Le premier ministre Philippe Couillard

Élections à date fixe: quelle belle affaire?

Le 4 juin 2013, l’Assemblée nationale adopte à l’unanimité le projet de loi 3 sur les élections à date fixe. Le projet avait comme objectif de prévenir que le parti au pouvoir ne soit opportuniste dans son choix. Ils n’avaient surement pas prévu les effets pervers de cette loi.

À constater l’activité des médias depuis plus d’un mois, nous constatons que les politiciens sont déjà en campagne électorale, avec pour seul objectif leur réélection. Les affaires publiques deviennent secondaires; «ce n’est pas important, on passera une loi omnibus en toute hâte à la fin de la session» même sans avoir de consensus. Si l’on tient compte de cette réalité, on devrait tenir les élections tous les cinq ans puisque l’on perd plus de six mois en cabale électorale.

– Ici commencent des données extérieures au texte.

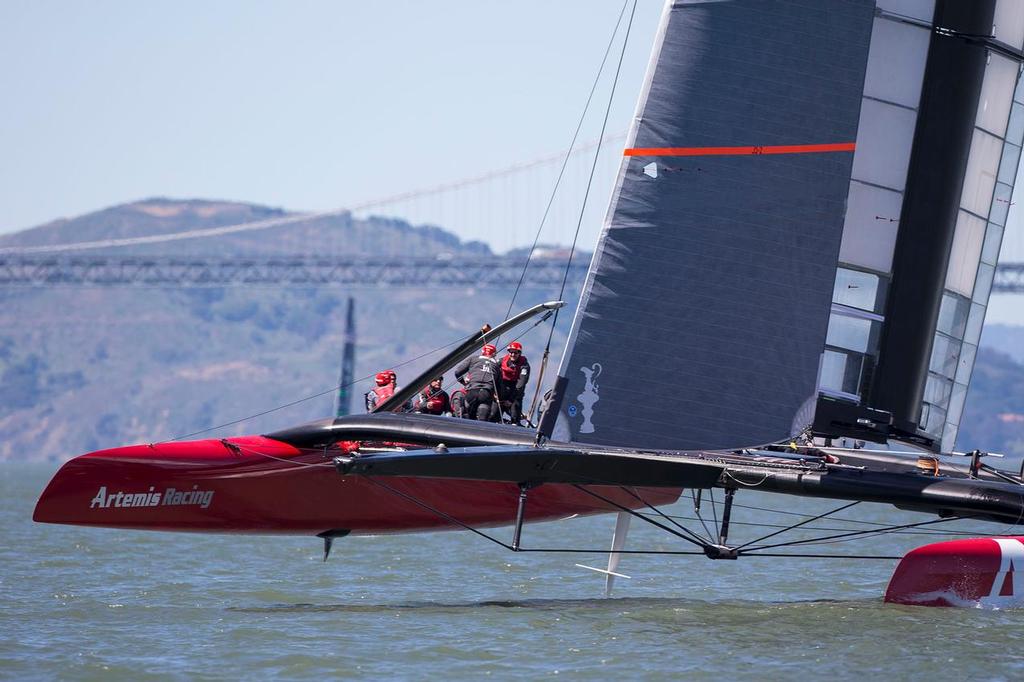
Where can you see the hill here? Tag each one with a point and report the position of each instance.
(85, 369)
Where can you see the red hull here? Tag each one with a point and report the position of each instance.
(981, 571)
(261, 485)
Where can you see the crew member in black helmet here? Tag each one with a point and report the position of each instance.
(482, 376)
(433, 399)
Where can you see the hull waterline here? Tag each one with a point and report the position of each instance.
(256, 484)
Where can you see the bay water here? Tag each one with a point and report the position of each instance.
(90, 603)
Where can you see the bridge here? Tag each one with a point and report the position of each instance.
(105, 270)
(301, 270)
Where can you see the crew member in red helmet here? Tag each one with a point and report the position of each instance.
(386, 386)
(515, 376)
(433, 399)
(481, 375)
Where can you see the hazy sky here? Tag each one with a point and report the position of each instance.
(306, 105)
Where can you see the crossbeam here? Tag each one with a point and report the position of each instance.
(301, 270)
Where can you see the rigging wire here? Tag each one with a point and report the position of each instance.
(303, 399)
(593, 168)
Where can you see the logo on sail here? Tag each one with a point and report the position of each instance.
(589, 395)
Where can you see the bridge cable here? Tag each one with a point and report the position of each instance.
(593, 169)
(565, 159)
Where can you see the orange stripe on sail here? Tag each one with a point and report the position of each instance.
(737, 151)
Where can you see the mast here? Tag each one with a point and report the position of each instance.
(347, 361)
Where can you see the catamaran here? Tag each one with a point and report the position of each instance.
(798, 254)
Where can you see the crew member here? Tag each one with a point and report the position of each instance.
(432, 399)
(515, 376)
(482, 377)
(386, 386)
(459, 402)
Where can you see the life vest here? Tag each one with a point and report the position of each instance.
(383, 392)
(510, 370)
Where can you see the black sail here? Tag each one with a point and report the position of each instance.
(707, 305)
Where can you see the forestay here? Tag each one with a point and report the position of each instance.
(706, 309)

Il semble y avoir une entente parfaite entre les politiciens et les médias pour alimenter cette comédie loufoque destinée à distraire la populace, puisque chacun y trouve son profit. Les politiciens trouvent une tribune très réceptive pour leurs «promesses, souvent irréalistes», bien orchestrées par les manipulateurs professionnels de l’opinion publique. De leur côté, les médias n’ont pas à se forcer pour trouver les «vraies nouvelles». La mêlée de presse («scrum») du matin donne aux journalistes leur pitance pour la journée; le monde s’arrête alors de tourner. Comme conséquence, je dois m’informer de la situation mondiale sur Euronews ou France 24.

En fait, c’est l’organisation idéale pour avoir des collaborateurs bien dociles, car tout ce beau monde se doute bien qu’à une prochaine élection, les uns passeront comme candidats du parti qui leur fera la meilleure offre; tandis que les autres, candidats défaits ou désabusés se verront accueillis à bras ouverts comme animateurs des tribunes politiques ou comme belles-mères expertes. Bref, il n’est même pas nécessaire de suivre le cours «communications 101», car, le prérequis, «la grande gueule», ils l’ont déjà.

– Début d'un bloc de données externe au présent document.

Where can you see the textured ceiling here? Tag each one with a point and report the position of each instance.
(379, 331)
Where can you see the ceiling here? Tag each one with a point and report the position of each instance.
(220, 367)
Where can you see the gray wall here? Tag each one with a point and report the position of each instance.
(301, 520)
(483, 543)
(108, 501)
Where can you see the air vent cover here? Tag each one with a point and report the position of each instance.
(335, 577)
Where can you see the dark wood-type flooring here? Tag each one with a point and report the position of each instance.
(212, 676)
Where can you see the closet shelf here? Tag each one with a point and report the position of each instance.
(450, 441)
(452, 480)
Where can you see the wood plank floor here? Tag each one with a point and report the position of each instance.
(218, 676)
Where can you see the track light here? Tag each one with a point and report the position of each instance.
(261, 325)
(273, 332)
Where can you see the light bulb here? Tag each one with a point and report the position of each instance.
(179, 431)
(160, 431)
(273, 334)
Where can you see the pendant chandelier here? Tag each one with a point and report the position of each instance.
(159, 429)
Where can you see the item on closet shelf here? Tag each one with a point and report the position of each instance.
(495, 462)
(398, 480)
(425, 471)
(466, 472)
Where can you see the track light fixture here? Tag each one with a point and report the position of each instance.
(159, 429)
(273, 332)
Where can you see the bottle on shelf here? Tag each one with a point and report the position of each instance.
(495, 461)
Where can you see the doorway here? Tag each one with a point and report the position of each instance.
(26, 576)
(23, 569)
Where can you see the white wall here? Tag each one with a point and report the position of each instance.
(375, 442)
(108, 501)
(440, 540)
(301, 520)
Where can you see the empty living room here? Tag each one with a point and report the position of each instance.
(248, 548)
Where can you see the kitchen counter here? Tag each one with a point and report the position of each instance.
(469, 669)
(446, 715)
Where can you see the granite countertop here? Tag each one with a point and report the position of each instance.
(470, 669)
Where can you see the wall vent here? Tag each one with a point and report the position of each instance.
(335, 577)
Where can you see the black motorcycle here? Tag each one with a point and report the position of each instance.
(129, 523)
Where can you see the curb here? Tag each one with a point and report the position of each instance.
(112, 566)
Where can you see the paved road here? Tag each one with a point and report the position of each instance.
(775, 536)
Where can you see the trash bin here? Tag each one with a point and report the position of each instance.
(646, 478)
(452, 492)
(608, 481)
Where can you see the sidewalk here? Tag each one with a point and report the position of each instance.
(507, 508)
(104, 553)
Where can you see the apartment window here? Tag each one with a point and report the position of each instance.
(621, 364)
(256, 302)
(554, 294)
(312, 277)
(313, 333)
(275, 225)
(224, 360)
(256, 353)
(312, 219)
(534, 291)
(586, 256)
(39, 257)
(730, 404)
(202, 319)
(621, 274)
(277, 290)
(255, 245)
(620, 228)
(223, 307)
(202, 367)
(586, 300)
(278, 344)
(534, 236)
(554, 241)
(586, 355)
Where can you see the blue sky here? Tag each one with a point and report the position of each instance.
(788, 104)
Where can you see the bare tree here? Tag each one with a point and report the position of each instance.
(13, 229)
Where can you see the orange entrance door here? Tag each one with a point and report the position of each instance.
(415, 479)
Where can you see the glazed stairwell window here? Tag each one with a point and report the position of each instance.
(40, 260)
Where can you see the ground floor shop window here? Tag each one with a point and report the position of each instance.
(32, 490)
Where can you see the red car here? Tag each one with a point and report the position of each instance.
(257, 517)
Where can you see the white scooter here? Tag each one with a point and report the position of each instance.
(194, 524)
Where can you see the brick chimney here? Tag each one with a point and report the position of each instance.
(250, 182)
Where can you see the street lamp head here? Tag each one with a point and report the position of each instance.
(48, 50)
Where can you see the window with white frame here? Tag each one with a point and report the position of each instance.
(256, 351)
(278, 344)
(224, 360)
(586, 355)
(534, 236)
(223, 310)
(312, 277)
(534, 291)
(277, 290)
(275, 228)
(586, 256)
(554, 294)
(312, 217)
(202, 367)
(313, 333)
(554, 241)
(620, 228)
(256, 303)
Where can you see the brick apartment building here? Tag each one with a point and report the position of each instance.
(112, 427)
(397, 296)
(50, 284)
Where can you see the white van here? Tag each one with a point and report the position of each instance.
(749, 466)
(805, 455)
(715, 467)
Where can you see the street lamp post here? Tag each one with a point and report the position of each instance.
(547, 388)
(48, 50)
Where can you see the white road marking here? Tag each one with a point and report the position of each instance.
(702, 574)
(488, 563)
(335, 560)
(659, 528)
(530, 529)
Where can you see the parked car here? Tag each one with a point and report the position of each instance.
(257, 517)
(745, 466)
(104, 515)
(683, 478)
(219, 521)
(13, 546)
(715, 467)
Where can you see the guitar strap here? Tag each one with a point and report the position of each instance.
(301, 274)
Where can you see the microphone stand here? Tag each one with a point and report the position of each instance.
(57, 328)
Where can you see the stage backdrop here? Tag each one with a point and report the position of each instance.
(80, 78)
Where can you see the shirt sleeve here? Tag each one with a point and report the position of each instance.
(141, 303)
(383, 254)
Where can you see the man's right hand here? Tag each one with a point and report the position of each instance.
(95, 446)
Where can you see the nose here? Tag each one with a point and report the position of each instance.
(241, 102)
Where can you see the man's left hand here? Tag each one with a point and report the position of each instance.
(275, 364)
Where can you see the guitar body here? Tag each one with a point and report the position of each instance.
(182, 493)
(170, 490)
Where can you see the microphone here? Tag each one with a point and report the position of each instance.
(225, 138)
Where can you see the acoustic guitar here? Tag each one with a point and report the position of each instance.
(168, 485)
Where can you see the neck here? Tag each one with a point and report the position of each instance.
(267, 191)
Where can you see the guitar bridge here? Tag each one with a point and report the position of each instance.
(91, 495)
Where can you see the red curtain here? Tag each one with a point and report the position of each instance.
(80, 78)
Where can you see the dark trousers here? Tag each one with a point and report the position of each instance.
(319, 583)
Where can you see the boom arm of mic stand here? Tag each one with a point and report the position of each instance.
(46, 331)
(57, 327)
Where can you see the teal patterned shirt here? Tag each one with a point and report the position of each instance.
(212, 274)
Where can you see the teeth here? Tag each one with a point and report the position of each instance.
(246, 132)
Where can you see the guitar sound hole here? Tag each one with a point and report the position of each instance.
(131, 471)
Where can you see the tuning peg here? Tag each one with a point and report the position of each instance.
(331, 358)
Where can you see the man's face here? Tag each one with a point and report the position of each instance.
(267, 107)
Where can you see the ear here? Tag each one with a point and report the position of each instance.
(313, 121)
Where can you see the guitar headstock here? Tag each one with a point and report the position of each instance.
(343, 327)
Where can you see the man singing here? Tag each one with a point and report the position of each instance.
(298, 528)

C’est bien malheureux pour la grande majorité des politiciens sincères qui se débattent corps et âme pour le bien commun et la défense leurs concitoyens.

Croyez-vous pouvoir tolérer ces vendeurs à pression qui tenteront, pendant tout l’été de convaincre la population qu’ils sont leurs sauveurs? À les voir se débattre, on croirait voir des petits diables se débattre dans l’eau bénite. Ils prennent les électeurs pour de parfaits idiots en faisant des promesses qu’ils sont convaincus de ne pas pouvoir tenir: des routes qui font l’objet de promesses électorales depuis 30 ans [«mais cette fois, c’est vrai, si nous sommes réélus»], des promesses qui s’égrainent sur une période de 10 ans et qui n’engagent pas beaucoup ; ils savent très bien qu’ils ne seront pas là pour les réaliser. Et que dire des statistiques qui changent avec le parti qui les utilise ?

Une autre réalité très dérangeante, ce sont les sondages. Bien que très perfectionnés, ils ont un effet pervers sur le vote final. Il y a tellement de manipulations par les médias et les belles-mères que cela influence les gens qui sont moins informés ou qui se désintéressent des affaires publiques. Il devrait y avoir une étude pour savoir s’ils sont réellement nécessaires ou s’ils ne font pas qu’alimenter les «grandes gueules».

Heureusement que je peux toujours écouter «Stingray Musique» pour m’empêcher de virer fou.